16 Vt. 626 | Vt. | 1844

The opinion of the court was delivered by

Bennett, J.

Several questions were reserved on the trial in the county court, which are not now relied upon, and such will be passed over without notice.

It is now insisted that the county court erred in permitting the records of the probate court to go to the jury. The statute, (Slade’s Ed., p. 351, § 86,) provides, that all wills devising real estate, assignments of dower, &c., or certified copies of them, shall be recorded in the town clerk’s office in the town where said lands are situated; and, by another provision, if the lands are situated in an unorganized town, the record must be in the county clerk’s office in the county in which the land is situate. In the present case it appears that the will and the probate of it were recorded in the county clerk’s office at the time of the trial, though not when the suit was commenced; and the question arises, shall the plaintiff, for this cause, be precluded from a recovery in this action ?

In the case of a deed it is well settled, that, if it is recorded in the proper office at the time it is given in evidence, it is sufficient Harrington et al. v. Gage, 6 Vt. 532. The record is not necessary to the passing of the title to the grantee, but only affects the deed as matter of evidence. The statute, which requires a will of real estate to be recorded in the office where deeds of land are to be recorded, does not make their recording a condition precedent to the passing of the estate. The fee passes to the devisee under the will; and though, in the case of Harrington et al. v. Gage, it was held that the statute, requiring a record of so much of the proceedings of the court .of probate, as affect the title, to be made in the *629town clerk’s office, was imperative, yet, in that case, no such record had been made at the time of the trial. In the present case, and for the purpose of sustaining this action, the record, when made, may be considered as having relation back to the time when the right accrued under the will.

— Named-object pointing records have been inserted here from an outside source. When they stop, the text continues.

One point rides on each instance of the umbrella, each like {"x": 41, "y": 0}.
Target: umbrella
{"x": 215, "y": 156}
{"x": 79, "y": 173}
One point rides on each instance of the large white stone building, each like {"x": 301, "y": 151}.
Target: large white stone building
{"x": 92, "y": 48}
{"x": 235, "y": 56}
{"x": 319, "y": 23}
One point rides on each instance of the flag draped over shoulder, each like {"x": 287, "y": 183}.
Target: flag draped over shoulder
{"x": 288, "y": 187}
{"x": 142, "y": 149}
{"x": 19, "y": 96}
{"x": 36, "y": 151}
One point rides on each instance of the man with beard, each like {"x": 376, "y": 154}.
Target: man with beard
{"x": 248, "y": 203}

It is now said that the records furnish no evidence of title in the plaintiff, or in those under whom he claims. It is true the statute provides that no action shall be sustained by any heir, or heirs, devisee, or devisees, until such estate be set off to them by an order of the probate court. Slade’s Ed., p. 346, § 63. It is to be remembered that the whole of lot No. 6, in Harris’ Gore, is, by the will of Roswell Waters, given to Clark Waters, under whom the plaintiff claims title. In Hubbard v. Ricart, 3 Vt. 207, it was held that the above statute applied only to cases where a division might be necessary; and, in this case, there is no pretence that the executor has a lien upon this land. The will of Roswell Waters was probated in 1834, and letters were then granted to the executor; and, in 1841, Clark Waters, the special devisee of this lot in the Gore, deeded it to the plaintiff, whose deed was put upon record in June, 1842. In such case it is to be presumed that the lien, which the executor might have had, has been satisfied; and as no division of this lot can, in any event, be necessary, this devisee might well, upon the authority of the case in 3 Vt. Reports, maintain an action without it.

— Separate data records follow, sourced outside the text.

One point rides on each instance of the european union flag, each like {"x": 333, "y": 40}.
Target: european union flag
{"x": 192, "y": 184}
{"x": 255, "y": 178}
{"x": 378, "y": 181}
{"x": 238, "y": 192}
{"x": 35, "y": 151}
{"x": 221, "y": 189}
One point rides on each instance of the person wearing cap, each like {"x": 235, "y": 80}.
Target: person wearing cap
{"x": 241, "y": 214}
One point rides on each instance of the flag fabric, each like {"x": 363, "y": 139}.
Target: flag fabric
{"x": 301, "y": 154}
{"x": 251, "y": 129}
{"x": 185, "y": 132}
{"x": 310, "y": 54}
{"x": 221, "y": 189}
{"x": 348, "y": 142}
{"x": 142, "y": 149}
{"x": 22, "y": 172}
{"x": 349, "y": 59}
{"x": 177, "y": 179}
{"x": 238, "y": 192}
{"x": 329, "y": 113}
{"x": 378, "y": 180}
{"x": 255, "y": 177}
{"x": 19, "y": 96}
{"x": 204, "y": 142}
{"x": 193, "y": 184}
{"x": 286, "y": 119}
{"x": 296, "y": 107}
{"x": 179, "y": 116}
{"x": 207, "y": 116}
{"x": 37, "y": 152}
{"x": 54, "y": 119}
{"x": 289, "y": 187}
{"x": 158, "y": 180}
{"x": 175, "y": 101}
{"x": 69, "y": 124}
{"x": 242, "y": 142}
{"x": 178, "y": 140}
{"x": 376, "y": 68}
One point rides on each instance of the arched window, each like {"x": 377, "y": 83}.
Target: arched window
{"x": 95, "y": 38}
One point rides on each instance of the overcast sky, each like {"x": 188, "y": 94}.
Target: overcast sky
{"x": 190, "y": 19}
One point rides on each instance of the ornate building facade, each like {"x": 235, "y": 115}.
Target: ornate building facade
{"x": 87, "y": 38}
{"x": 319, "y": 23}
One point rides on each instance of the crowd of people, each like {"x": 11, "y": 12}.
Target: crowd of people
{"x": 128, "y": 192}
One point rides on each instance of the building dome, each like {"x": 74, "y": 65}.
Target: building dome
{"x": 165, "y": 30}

We think there can be no ground of objection to the charge. It puts it to the jury to find that Josiah Pratt not only admitted that Finch owned the land, and that he entered upon it by his permission, but that he entered in fact under him; and that it was the mutual understanding, kept up between the parties, that Finch owned the land, and that Pratt held under him. In such case Pratt is estopped from denying the title of Finch, not only as against him, but also as against those claiming under him.

The judgment of the county court is affirmed.